# Stör verschwindet immer im Bodenablauf



## holly1357 (10. Sep. 2007)

Hi,

hab seit etwa nen Monat zwei neue __ Störe bei mir... einen waxdix und einen albino.... beide ca. 40 cm.... nur der albino ist ein richtiger depp... jeden zweiten tag liegt der im ultrasieve... ist so neugierig und schimmt immer in den bodenablauf.... und liegt dann am morgen im sieb.... ich lass schon immer etwas schlamm liegen, das sich ein wenig wasser anstaut... das er nicht gleich verreckt... aber es ist schon komisch.... die anderen machen es nicht.... nur er.... 
jetzt haben wir heute ein wenig umgebaut.... wenn er nochmal im filter landet... bekommt er ein einzelzimmer.... meine erste filterkammer ist noch leer.... die hat rund 500l.... dann ist das sein neues zuhause, bis er größer ist.... aber das risiko ist mir zu hoch, das er auf einmal hin ist... .

mal sehen wie der sich entwickelt...

gruß holly


----------



## sigfra (10. Sep. 2007)

*AW: Stör verschwindet immer im Bodenablauf*

Hallo...


wenn dein Stör durch den Bodenablauf abhaut, dann hast du doch beim Deckel einen zu großen Abstand...  

ich hab bei meinen 2 Bodenabläufen max 1 cm Abstand... und da paßt kein Stör durch... 

Dann geh doch einfach mal tauchen...  ... und veringere den Abstand...

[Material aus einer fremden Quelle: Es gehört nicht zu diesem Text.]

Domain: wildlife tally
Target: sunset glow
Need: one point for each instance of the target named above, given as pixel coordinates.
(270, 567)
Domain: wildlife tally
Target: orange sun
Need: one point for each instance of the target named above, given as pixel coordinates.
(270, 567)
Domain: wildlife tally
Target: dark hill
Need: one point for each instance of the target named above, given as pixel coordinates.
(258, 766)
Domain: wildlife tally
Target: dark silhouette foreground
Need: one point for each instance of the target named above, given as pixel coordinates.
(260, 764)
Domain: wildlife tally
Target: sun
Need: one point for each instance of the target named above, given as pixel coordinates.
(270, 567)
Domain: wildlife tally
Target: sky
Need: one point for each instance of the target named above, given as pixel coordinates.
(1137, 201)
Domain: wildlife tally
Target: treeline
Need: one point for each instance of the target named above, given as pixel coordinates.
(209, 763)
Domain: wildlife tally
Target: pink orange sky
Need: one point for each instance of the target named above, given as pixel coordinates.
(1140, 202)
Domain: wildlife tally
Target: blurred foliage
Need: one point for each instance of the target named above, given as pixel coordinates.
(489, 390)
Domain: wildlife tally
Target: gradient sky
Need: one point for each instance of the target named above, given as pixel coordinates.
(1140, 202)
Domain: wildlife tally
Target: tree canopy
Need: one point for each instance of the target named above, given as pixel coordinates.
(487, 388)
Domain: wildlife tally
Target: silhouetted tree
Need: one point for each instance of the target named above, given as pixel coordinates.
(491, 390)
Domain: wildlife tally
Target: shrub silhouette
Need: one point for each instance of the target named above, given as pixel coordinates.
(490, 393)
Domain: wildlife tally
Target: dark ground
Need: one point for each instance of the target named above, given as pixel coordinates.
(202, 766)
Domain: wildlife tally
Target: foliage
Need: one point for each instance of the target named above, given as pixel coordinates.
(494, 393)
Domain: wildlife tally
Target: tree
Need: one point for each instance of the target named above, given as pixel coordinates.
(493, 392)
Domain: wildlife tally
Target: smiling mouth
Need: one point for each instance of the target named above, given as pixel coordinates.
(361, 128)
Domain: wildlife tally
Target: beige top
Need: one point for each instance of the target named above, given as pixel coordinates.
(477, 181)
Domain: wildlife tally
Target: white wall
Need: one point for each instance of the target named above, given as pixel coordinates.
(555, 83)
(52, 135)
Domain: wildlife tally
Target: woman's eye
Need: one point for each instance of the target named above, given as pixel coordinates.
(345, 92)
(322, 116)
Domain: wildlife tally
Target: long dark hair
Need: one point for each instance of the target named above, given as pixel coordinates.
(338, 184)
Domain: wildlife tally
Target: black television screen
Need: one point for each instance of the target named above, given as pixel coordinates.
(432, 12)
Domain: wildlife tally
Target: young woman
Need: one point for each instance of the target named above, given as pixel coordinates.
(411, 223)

... desweiteren denke ich, das 500 Liter für deinen Stör zu wenig sind...


----------



## Mühle (10. Sep. 2007)

*AW: Stör verschwindet immer im Bodenablauf*

Hallo Holly,

durch einen Bodenablauf verschwindet ein 40 cm Stör, herrje  , meinst nicht, das die Öffnungen zu groß sind ?

viele fragende Grüße

Britta


----------



## sigfra (13. Sep. 2007)

*AW: Stör verschwindet immer im Bodenablauf*

Hallo Holly...


hat sich denn schon was getan ? ... 

... man liest nichts mehr... haste den Abstand der Deckel veringert ?...


----------



## holly1357 (13. Sep. 2007)

*AW: Stör verschwindet immer im Bodenablauf*

Hi,

keine ahnung wie groß der abstand von domdeckel ist.... ich denke mal um die 3 cm... mei ist halt so.... da wohnen einige fische drunter.... die katzenwelse haben da ihr zuhause.... blos die können rückwärts schwimmen und sind wendiger wie ein stör.... 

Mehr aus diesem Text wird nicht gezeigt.